In the paper, we build a vocabulary of acoustic tokens, which can be seen as acoustic generalizations of phonemes in automatic speech recognition (or musiphones as Doug Turnbull called them - yes, Doug, I consider this your terminology). Not only are the musiphones represented by a temporal model (i.e., a multi-state HMM), but syntax is also considered through the use of unigram and bigram counts. Compared to the baseline (Turnbull, Barrington, Torres, and Lanckriel), our algorithm performance substantially better; especially for tags which are considered to be temporal in nature (i.e., melody, solos, etc.). While this paper mirrors the implementation we proposed for genre detection in 2006, the results are more informative in the 2009 ICASSP paper.

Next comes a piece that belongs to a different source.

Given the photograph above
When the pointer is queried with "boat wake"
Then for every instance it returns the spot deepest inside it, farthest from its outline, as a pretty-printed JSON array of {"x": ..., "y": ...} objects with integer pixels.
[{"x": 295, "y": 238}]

Note: The Gjerdingen and Perrot presentation has finally been published so that people can read the study in its entirety. Two things to note in addition to the papers linked above:
(1) Gjerdingen and Perrot performed a task of discriminating genres (i.e., a closed, forced choice) and not identification (i.e., an open, forced or unforced choice). (2) Only 10 genres were used and most where fairly easy to discriminate.